Ketika perhatian seorang anak pecah oleh rentetan notifikasi, video lucu, dan tantangan game, aktivitas membaca buku yang butuh ketenangan dan imajinasi perlahan tersingkir. Akibatnya, budaya baca di sekolah pun terkikis. Buku dianggap kuno dan membosankan jika dibandingkan dengan layar gawai yang penuh warna dan selalu bergerak (Dehaene, 2009, hlm. 21). Padahal, penurunan minat baca ini sangat berbahaya. Rajin membaca terbukti sangat erat hubungannya dengan kekayaan kosakata, kemampuan berpikir kritis, rasa empati, dan kesuksesan di sekolah (Krashen, 2011, hlm. 17). Oleh karena itu, tantangan terbesar sekolah saat ini bukan lagi sekadar soal memakai teknologi, tetapi bagaimana menciptakan keseimbangan dan menumbuhkan kembali cinta pada buku.
Di tengah situasi pelik ini, ada satu sosok yang sering terlupakan namun punya posisi super strategis untuk menjadi agen perubahan: pustakawan sekolah.
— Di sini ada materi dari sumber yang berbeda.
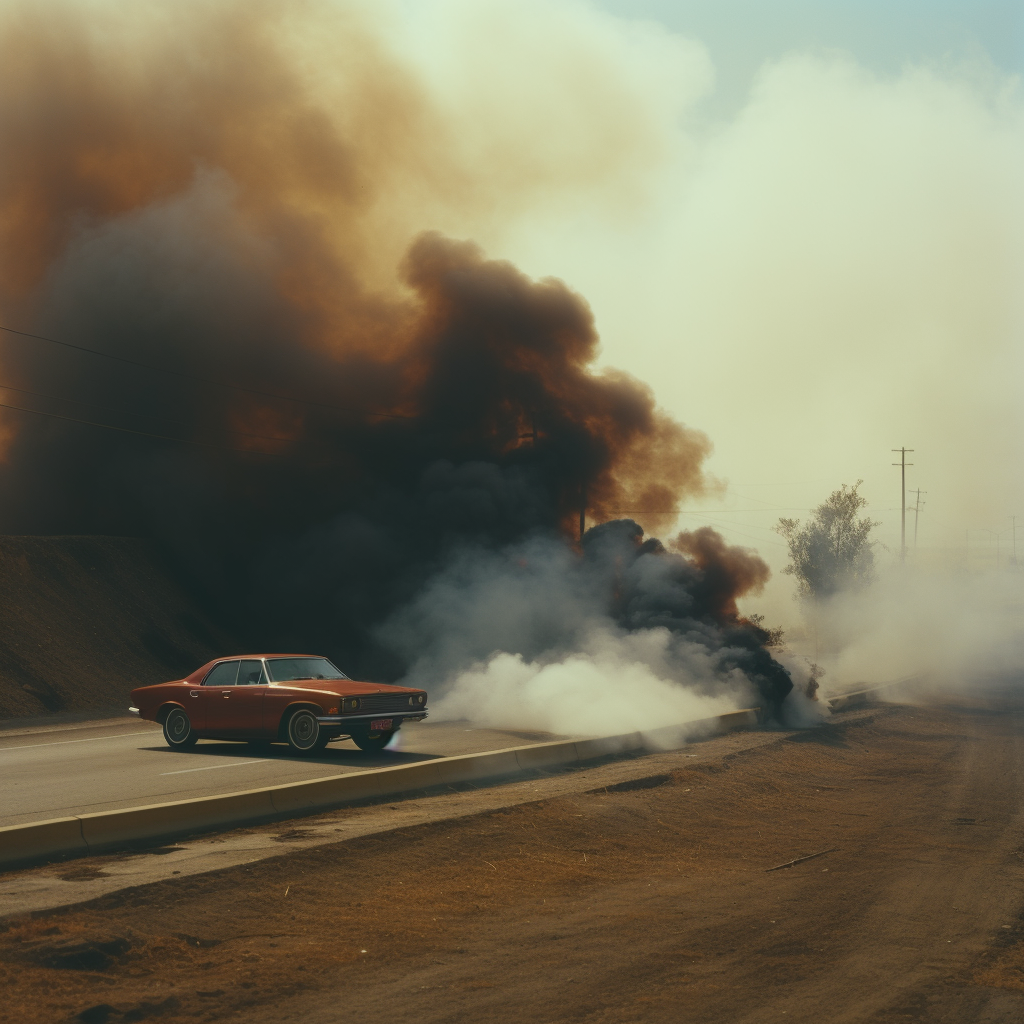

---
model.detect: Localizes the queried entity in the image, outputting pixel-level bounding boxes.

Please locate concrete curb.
[0,710,757,868]
[0,687,884,868]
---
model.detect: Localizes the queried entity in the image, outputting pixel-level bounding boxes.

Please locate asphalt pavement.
[0,717,557,826]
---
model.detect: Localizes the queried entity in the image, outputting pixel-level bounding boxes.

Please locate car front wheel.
[164,708,199,751]
[286,708,329,754]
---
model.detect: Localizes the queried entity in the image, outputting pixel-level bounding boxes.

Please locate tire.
[285,708,328,756]
[352,729,398,754]
[164,708,199,751]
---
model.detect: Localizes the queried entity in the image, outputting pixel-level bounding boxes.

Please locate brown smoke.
[0,2,790,712]
[672,526,771,623]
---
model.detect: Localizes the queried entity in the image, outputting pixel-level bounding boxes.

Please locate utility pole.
[892,449,913,562]
[913,487,928,552]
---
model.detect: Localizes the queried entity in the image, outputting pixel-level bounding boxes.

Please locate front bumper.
[316,709,427,728]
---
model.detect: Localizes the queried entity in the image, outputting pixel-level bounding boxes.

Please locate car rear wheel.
[352,729,398,754]
[164,708,199,751]
[285,708,329,754]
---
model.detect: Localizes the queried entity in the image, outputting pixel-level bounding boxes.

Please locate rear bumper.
[316,710,427,727]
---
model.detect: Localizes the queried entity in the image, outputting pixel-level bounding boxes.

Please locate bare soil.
[0,697,1024,1024]
[0,537,238,720]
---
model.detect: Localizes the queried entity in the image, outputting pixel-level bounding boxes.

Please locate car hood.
[270,679,423,697]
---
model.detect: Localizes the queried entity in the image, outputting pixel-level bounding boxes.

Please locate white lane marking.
[0,729,160,754]
[160,758,273,775]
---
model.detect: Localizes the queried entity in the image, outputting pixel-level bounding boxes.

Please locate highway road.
[0,717,556,825]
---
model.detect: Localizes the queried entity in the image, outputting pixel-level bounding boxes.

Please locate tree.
[775,480,879,599]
Peran pustakawan modern sudah jauh berbeda dari stereotip penjaga buku yang kaku dan galak. Kini, mereka adalah pemimpin pembelajaran, ahli informasi, dan motor inovasi di jantung sekolah (American Association of School Librarians, 2018, hlm. 12). Artikel ini akan membahas tuntas bagaimana pustakawan sekolah bisa mengambil peran sebagai pahlawan perubahan untuk melawan candu gawai dan membangun kembali budaya baca yang kokoh. Kita akan membedah masalahnya, melihat bagaimana peran pustakawan bisa diubah, menyajikan strategi-strategi praktis, hingga membahas tantangan yang ada. Harapannya, tulisan ini bisa menjadi panduan bagi pustakawan, kepala sekolah, dan kita semua untuk menyulap perpustakaan menjadi pusat kegiatan intelektual yang keren dan transformatif.
Generasi Digital: Antara Gawai dan Buku yang Terlupakan
Untuk benar-benar paham betapa pentingnya peran pustakawan, kita perlu menyelami dulu masalah utamanya: bagaimana candu gawai bekerja dan merusak minat baca. Ini bukan sekadar soal selera, tapi sebuah fenomena rumit yang melibatkan cara kerja otak, psikologi, dan lingkungan sosial (Alter, 2017, hlm. 55).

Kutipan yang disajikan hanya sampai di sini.